Ballplayers will do almost anything for good luck. Like ancient alchemists, who thought they could turn lead to gold, some hitters think they can warm up a cold bat if they tie their shoes differently or eat only chicken before games.
Jason Jacobs tried a mustache.
On June 29, after going 0–7 in a double-header in the midst of a frustrating slump, light hairs started sprouting on the upper lip of the 2006 Cyclone all-star.
“I was struggling, so I figured I’d try something new,” the “Georgia Bulldog” told The Brooklyn Paper. “Of course, it didn’t hurt that my fiancee was out of town, doing some wedding planning in Atlanta. She hates mustaches. Says it gives her a rash when I kiss her.”
Within days, the new hairs turned Jacobs into a latter day Samson. Suddenly, he was enjoying a six-game hitting streak during which he was 11 for 22 (.500) with one homer and three RBIs.
The philtrum follicles probably had nothing to do with it. But what if they did?
“Naw, it’s just a goofy thing,” Jacobs said. “I figured I’d grow a mustache and people would laugh at me and that would take my mind off the stuff at the plate. And maybe even a few guys on the team would join me and it would get even goofier.”
No such luck. The rest of the Cyclones are hitting like major-leaguers, and the pitchers are throwing zeroes, so no one else wanted to mess with the kind of success that propelled the team to its second-best-ever start, 15–6.

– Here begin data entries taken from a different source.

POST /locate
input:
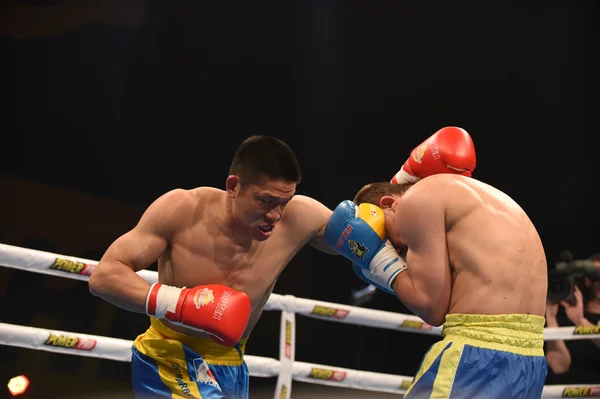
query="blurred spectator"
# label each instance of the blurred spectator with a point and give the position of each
(575, 361)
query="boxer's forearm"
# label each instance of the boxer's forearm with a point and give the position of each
(118, 284)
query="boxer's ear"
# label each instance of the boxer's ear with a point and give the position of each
(387, 201)
(232, 185)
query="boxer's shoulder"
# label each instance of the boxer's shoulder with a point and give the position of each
(305, 214)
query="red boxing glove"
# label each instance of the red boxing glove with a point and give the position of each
(215, 309)
(449, 150)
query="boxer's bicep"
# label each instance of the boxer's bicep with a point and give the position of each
(148, 240)
(312, 220)
(424, 232)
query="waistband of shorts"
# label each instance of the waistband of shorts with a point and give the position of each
(518, 333)
(211, 351)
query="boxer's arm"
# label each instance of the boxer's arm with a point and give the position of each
(115, 279)
(426, 286)
(312, 217)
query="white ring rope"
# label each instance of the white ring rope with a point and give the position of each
(120, 350)
(80, 269)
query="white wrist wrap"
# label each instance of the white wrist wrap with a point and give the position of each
(386, 264)
(404, 177)
(166, 299)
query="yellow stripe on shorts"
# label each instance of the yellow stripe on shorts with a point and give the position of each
(172, 367)
(374, 217)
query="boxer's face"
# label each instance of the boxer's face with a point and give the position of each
(259, 207)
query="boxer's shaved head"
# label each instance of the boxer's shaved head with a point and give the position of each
(260, 157)
(373, 192)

Plus, many on the team share Jacobs’s fiancee’s feelings about mustaches.
“I don’t like them,” said reliever Dan McDonald, who, at age 21, swears he could grow facial hair (though the evidence is unclear). “But then again, if he stays hot, I’ll grow one as thick as Keith Hernandez’s!”
Alas, Jacobs went 0–4 on July 6 and decided his luck had run out.

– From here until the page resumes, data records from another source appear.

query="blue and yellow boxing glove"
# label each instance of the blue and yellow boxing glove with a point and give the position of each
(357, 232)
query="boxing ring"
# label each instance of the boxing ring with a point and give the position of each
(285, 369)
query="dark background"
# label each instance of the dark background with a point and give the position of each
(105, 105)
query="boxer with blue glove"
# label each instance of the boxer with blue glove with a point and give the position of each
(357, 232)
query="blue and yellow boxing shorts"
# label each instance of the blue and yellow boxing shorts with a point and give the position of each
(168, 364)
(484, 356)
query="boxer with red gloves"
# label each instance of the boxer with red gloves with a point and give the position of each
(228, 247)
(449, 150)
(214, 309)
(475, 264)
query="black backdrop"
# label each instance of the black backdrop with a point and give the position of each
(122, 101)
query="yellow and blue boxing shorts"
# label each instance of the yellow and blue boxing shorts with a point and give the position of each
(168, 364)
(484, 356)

Plus, his fiancee was coming back.
“I actually talked to him about it,” Cyclones manager Edgar Alfonzo said. “I told him that the most important person is the fiancee. If she doesn’t like it, that’s it.”
But then the skipper admitted that he had done goofy things to keep streaks going, though he wouldn’t be specific about the actual goofiness.
“Well, of course, if it was me, I would never mess with the streak. When you got something going good, you don’t mess with it.”
Since shaving off the ’stache, Jacobs is hitting 1 for 10 (.100).
McDonald said he learned a valuable lesson from the experience. “The wife has the final say,” he said. “Of course, I can say that because I won’t be getting married any time soon.”